Sayangnya, usaha kuliner itu terhenti. Kemudian saat masa pandemi Covid-19, Don berpikir melanjutkannya dengan cara lain, yaitu membuka rumah makan. Berbekal pengetahuannya soal bumbu-bumbu masak sedari kecil, ia percaya diri mewujudkannya.
Sate maranggi sengaja dipilih karena merupakan hidangan favorit keluarganya. "Karena kami sekeluarga sering kuliner sate maranggi. Kita sampai muter-muter Jawa Barat untuk coba," kata Don.

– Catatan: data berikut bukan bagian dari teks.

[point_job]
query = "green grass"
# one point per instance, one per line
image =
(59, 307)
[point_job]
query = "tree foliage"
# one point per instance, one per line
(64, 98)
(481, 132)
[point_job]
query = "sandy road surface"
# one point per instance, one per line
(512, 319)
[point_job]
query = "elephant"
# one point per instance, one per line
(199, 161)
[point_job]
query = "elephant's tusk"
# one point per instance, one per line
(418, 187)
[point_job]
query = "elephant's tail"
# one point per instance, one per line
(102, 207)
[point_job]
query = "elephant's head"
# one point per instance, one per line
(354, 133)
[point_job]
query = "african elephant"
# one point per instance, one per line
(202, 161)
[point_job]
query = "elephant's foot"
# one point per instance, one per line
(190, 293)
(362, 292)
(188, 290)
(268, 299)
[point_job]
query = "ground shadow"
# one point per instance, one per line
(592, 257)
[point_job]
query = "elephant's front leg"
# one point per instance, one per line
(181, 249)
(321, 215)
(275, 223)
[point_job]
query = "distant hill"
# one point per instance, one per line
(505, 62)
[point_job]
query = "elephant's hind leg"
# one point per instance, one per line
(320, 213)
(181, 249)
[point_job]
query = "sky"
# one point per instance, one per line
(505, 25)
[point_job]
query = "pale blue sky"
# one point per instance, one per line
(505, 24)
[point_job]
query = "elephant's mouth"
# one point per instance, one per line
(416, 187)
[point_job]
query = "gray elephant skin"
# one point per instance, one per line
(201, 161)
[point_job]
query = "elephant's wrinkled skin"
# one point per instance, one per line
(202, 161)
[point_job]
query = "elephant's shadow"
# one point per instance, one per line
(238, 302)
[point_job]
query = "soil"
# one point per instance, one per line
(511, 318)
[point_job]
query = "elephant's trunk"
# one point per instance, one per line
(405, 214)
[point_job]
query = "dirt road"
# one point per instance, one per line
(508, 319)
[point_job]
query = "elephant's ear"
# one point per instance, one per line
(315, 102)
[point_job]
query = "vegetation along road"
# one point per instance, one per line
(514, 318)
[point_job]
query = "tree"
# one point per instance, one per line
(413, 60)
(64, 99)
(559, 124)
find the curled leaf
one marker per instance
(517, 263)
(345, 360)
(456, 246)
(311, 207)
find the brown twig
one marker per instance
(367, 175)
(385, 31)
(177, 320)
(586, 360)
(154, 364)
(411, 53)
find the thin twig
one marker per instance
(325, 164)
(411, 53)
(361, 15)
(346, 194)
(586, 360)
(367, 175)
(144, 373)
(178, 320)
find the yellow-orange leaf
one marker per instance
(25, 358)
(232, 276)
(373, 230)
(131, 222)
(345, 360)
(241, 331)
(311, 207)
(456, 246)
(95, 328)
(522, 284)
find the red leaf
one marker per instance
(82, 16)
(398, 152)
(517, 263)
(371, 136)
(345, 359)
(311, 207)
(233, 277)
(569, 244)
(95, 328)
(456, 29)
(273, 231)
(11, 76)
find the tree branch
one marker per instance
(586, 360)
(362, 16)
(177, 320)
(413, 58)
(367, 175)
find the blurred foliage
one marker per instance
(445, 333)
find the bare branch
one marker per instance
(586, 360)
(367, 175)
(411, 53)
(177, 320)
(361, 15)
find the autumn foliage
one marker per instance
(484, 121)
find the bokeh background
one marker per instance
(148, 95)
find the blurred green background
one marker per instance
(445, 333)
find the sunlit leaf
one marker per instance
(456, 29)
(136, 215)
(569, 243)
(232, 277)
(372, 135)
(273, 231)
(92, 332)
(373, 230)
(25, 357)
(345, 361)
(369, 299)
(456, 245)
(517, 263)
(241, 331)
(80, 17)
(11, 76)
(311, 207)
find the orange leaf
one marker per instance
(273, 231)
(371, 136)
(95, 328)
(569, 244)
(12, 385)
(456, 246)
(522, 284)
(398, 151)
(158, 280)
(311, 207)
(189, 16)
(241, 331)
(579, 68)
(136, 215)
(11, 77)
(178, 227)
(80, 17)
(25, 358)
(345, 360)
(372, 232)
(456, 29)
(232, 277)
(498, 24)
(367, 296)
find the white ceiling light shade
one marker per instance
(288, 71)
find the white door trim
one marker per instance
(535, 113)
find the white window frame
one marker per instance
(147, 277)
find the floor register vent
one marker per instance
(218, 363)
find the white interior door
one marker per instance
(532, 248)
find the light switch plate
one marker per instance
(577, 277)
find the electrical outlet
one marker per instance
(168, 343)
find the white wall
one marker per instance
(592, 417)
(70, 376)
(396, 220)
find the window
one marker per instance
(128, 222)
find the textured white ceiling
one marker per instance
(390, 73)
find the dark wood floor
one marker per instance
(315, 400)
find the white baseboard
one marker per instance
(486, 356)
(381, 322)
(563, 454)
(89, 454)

Berbekal 'bank rasa' aneka sate maranggi yang sudah dicicipinya, Don bereksperimen membuat resep ala dirinya. Butuh revisi resep 24 kali hingga akhirnya Don siap membuka Sate Maranggi Mas Kulin pada Juni 2025.
Seiring berjalannya waktu, Don tak menutup kemungkinan resepnya kembali direvisi. Salah satu pertimbangannya, menyesuaikan masukan dari pelanggan. Buktinya, saat ini resepnya sudah direvisi yang ke-26 kali.
Mengenai nama, Mas Kulin dipilih karena menggambarkan hobinya dulu, olahraga di gym yang identik dengan kebiasaan seorang pria maskulin.
Detail Informasi | |
| Nama Tempat Makan | Sate Maranggi Mas Kulin |
| Alamat | Jalan Siliwangi Nomor 9A, Depok II |
| sate.maskulin | |
| Jam Operasional | 11.00-21.00 |
| Estimasi Harga | mulai dari Rp 35 ribu untuk sate maranggi |
| Tipe Kuliner | sate maranggi dan mie ayam |
| Fasilitas |
|
Pakai tenderloin dan lemak sapi grass-fed
Tak hanya resepnya yang istimewa, Don juga memilih bahan premium untuk membuat sate maranggi ala dirinya. Ia menggunakan bagian has dalam (tenderloin) yang terkenal empuk.
"Kita hanya pakai tenderloin. Namun ada tantangannya karena tiap 1 ekor sapi hanya punya 5 kilogram (kg) tenderloin. Jadi, kalau kita sehari butuh 30 kg tenderloin, maka berarti harus dari 6 sapi. Makanya sekarang saya pakai 4 supplier," jelas Don.
Untuk bagian lemak, Don memilih lemak dari daging sapi Australia yang diberi pakan rumput (grass-fed). Don mengatakan pemilihan bagian daging dan lemak ini memang disesuaikan dengan patokan standar Sate Maranggi Mas Kulin.
Marinasi 4 hingga 12 jam agar bumbu meresap
Tahapan penting dari membuat sate maranggi tentu proses marinasi dan pembakaran. Don mengatakan minimal daging sate dimarinasi selama 4 jam dan maksimal 12 jam.
Lamanya proses marinasi tergantung dari trafik pengunjung. Don berujar, "Kalau misalkan pembeli lagi ngalir terus, daging yang dimarinasi 4 jam itu sudah bisa kita tusuk."
Semakin lama proses marinasi, maka semakin empuk dan meresap bumbu sate. Proses marinasi pun tak sembarangan.
"Kita lakukan proses marinasi dingin di freezer khusus. Jadi suhunya bukan bertujuan membuat daging beku, melainkan khusus marinasi. Jadi kita setting dinginnya di medium," lanjut Don.